『14-fourteen』(桜井亜美) [本・漫画]
手に取るまで知らなかったのだが、神戸で起きた酒鬼薔薇事件(たぶん正式名称は違うでしょうが)を題材にした小説だった。
そうか、彼は当時14歳だったんだっけ・・・?
猟奇的事件だとは思ったが、なにせテレビを見ないし、ワイドショーが言うことをおうむ返しに噂するのも好きではないから、細かな情報を得ないままだった。
桜井さんの小説はあくまでフィクションだけど、「ありえるかも知れない背景」を丁寧に描き出していたと思う。それも、主人公に寄り添うような形で。

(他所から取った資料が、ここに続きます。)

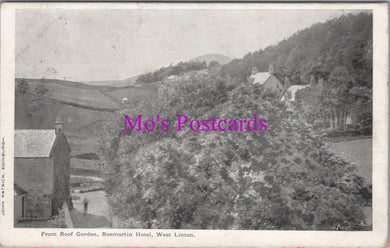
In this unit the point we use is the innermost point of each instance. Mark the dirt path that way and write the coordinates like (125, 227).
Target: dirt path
(98, 214)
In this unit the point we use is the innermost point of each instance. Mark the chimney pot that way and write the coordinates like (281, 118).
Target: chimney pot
(58, 126)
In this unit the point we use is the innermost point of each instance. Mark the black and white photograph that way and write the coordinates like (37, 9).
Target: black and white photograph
(171, 119)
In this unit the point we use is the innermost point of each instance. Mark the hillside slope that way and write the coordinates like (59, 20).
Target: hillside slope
(282, 178)
(222, 59)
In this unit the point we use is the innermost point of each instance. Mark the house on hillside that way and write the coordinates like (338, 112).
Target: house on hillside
(288, 96)
(125, 100)
(271, 84)
(41, 172)
(167, 86)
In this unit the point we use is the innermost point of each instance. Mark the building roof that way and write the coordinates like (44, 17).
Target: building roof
(33, 143)
(292, 90)
(260, 77)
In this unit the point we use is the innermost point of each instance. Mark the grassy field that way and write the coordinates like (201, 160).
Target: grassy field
(77, 94)
(134, 94)
(358, 151)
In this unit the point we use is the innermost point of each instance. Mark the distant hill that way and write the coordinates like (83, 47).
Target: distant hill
(222, 59)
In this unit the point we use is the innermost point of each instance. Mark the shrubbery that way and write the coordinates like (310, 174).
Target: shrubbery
(283, 178)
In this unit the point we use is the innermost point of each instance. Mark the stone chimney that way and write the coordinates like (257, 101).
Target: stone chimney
(58, 126)
(271, 69)
(254, 70)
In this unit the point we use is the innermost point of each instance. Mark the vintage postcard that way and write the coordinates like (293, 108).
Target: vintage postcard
(194, 125)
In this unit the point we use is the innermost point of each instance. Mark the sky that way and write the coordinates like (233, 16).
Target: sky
(98, 45)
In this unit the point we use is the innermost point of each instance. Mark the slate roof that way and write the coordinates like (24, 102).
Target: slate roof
(260, 77)
(34, 143)
(292, 90)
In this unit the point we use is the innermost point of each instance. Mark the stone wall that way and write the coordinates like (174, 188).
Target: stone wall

とはいえ、彼が殺人を犯したことは確かだし、それを庇ったり、「こんな背景があったんじゃ仕方がないよね」と同情しているわけでもないから、「何言ってんだ?」といった苛立ちは感じない。
題材が題材だけに、読んでいて面白いとは思えなかったが、作者の創造力と、平易な表現でありながら鋭い文章がストレートに伝わり、引き込まれて、あっという間に読み終えた。

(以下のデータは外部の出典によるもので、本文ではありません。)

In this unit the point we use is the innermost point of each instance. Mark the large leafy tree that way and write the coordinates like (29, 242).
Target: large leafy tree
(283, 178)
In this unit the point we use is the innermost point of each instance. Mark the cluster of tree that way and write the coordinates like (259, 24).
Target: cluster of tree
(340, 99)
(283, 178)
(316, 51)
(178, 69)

実在の彼がノートに書いていたという「バイオモドキ神」みたいな、よくわからない世界観も、ちゃんと描かれていて、わかりやすい。ストーリーに破綻がない。
何が彼をそこまで追い詰めたのか。一人の少年が、殺人鬼になっていく過程が丁寧に描かれ、最終的に一つの回答(想像だけれど)が提示される。「ありえるな」と感じさせる終わり方だ。
特にお薦めはしないけれど、読んで損はない一冊だと思う。
ブックオフで105円は良い買い物だったなあ・・・とっておく気はないけれど。
★★★★★★★☆☆☆ 7
ストーリーに破綻がないの?
しかも「よくわからない世界観も、ちゃんと描かれていて、わかりやすい」?
1冊でやめたのはやはり早計だったか、桜井亜美!
バチスタシリ-ズと新宿鮫の後に読んでみようかなあ。